Open Bug 680358 Opened 13 years ago Updated 2 years ago

Fuse frame queue allocation to avoid wasted address space and per-frame malloc calls

Categories

(Core :: Audio/Video: Playback, defect)

defect

Tracking

()

REOPENED

People

(Reporter: kinetik, Unassigned)

References

Details

(Keywords: memory-footprint, Whiteboard: [MemShrink:P2][see comment 15 and 16])

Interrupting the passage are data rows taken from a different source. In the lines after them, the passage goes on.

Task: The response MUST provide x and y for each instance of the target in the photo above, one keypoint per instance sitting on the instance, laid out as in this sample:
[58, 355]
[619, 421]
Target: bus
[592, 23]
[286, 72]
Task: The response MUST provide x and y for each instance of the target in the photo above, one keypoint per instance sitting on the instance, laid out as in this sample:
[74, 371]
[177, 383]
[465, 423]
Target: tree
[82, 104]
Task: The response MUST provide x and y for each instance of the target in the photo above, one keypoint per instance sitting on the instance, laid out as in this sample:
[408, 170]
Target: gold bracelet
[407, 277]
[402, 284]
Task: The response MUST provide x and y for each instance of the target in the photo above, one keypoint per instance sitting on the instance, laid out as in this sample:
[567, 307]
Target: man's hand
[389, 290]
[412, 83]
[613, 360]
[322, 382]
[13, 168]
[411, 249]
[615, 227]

Running DMD on a local test video revealed larger than expected internal fragmentation on our video frame allocations:

==5965== Unreported: 7,708,672 (cumulative: 7,708,672) bytes in 11 heap block(s) in record 1 of 11426:
==5965==  Requested bytes unreported: 1,536,000 / 16,896,000
==5965==  Slop      bytes unreported: 6,172,672 / 6,172,672
==5965==    at 0x4A06065: malloc (vg_replace_malloc.c:261)
==5965==    by 0x5678F26: moz_xmalloc (mozalloc.cpp:110)
==5965==    by 0x7A49C75: mozilla::layers::BasicPlanarYCbCrImage::SetData(mozilla::layers::PlanarYCbCrImage::Data const&) (mozalloc.h:241)
==5965==    by 0x73BCEEB: VideoData::Create(nsVideoInfo&, mozilla::layers::ImageContainer*, long, long, long, VideoData::YCbCrBuffer const&, int, long, nsIntRect) (nsBuiltinDecoderReader.cpp:
186)

The test video is 800x480, so each frame allocation is 1536000 bytes.  The decoded frame queue holds 10 frames.  The allocator appears to be allocating 2097152 bytes per frame, resulting in 25% slop.

(Note that one entire frame is classified as unreported because it has been allocated but is not currently present in the decode queue used to calculate the allocated memory size.)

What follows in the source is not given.